Chain-of-Thought (CoT)
A prompting technique where you ask the model to reason step-by-step before answering. Dramatically improves accuracy on multi-step reasoning tasks. "Let's think step by step" is the simplest CoT trigger.
ReAct
Reason + Act. A prompting pattern for agents: the model alternates between Thought (reasoning), Action (tool call), and Observation (tool result) until it reaches a final answer.
Agent
An LLM that can take actions — call tools, browse the web, write code, read files — in a loop until it completes a task. Differs from a chatbot by having autonomy and access to external capabilities.

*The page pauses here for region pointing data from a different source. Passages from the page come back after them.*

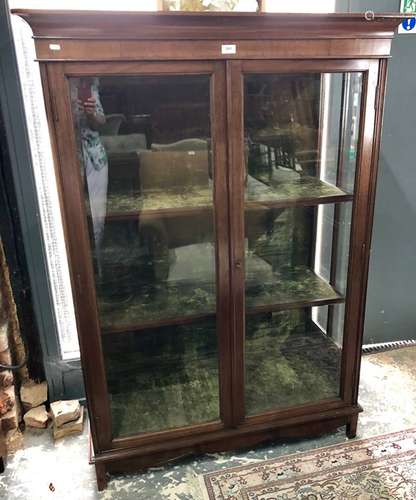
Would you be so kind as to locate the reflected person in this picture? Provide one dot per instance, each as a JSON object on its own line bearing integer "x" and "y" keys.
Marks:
{"x": 89, "y": 117}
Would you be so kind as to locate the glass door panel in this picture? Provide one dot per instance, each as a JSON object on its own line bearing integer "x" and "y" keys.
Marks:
{"x": 301, "y": 140}
{"x": 144, "y": 144}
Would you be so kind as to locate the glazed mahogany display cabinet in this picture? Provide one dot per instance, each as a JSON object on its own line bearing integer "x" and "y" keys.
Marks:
{"x": 217, "y": 175}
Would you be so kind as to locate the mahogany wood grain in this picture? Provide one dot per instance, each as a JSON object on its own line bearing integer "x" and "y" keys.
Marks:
{"x": 180, "y": 50}
{"x": 207, "y": 25}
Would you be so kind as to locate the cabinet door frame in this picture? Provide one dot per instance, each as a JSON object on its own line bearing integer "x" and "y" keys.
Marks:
{"x": 56, "y": 88}
{"x": 363, "y": 203}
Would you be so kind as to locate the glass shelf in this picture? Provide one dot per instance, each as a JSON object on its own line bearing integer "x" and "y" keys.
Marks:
{"x": 155, "y": 305}
{"x": 174, "y": 303}
{"x": 295, "y": 287}
{"x": 302, "y": 191}
{"x": 291, "y": 359}
{"x": 159, "y": 202}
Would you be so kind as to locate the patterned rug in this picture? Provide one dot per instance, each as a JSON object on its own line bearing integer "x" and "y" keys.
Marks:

Tool Use / Function Calling
A capability where the LLM generates a structured call to a pre-defined function (e.g. search_web, run_python, query_database) rather than prose. The function executes and its result is fed back to the model.
LangGraph
A Python library for building stateful, graph-based agent workflows. Represents agent logic as a directed graph of nodes (tasks) and edges (transitions), with built-in support for loops, branching, and human-in-the-loop interrupts.
RAGAS
RAG Assessment — a framework for evaluating RAG systems. Key metrics: Faithfulness (does the answer stay grounded in context?), Answer Relevancy (does it actually address the question?), Context Precision, Context Recall.
Prompt Injection
An attack where malicious text in user input or retrieved documents overrides the system prompt, causing the LLM to ignore its instructions. A critical security concern for any LLM system processing untrusted text.
MCP
Model Context Protocol. An open standard by Anthropic for connecting LLMs to external tools and data sources. Defines a Host-Client-Server architecture with standardised transport (STDIO, SSE, HTTP) and capability types (Tools, Resources, Prompts).
PEFT
Parameter-Efficient Fine-Tuning. A family of techniques (LoRA, QLoRA, prefix tuning, adapters) that fine-tune only a small fraction of model parameters, making fine-tuning feasible on consumer hardware.
Chunking
The process of splitting documents into smaller pieces before embedding for RAG. Critical decisions: chunk size (too small = no context, too large = noisy retrieval), overlap, and whether to chunk at character, sentence, or semantic boundaries.
LLM-as-Judge
Using a capable LLM (e.g. GPT-4o) to evaluate the output of another LLM or system. Produces scores for dimensions like helpfulness, factuality, and safety. Scalable but biased toward verbose and confident answers.
Amazon Bedrock
AWS's managed service for accessing foundation models from Anthropic, Meta, Mistral, Cohere, and Amazon. Provides enterprise-grade security, VPC integration, and access control without needing to manage infrastructure.
Guardrails
Validation and safety layers that sit before and after an LLM in a production pipeline. Prevent harmful inputs from reaching the model, and catch problematic outputs before they reach the user.
System Prompt
The invisible preamble to every conversation that defines the LLM's role, instructions, constraints, and persona. Set by the developer, not the user. Has the highest level of instruction priority in most models.
Quantization
Reducing the precision of model weights (e.g. from 32-bit float to 4-bit int) to shrink model size and increase inference speed, with a small quality trade-off. QLoRA uses quantization to enable fine-tuning on consumer GPUs.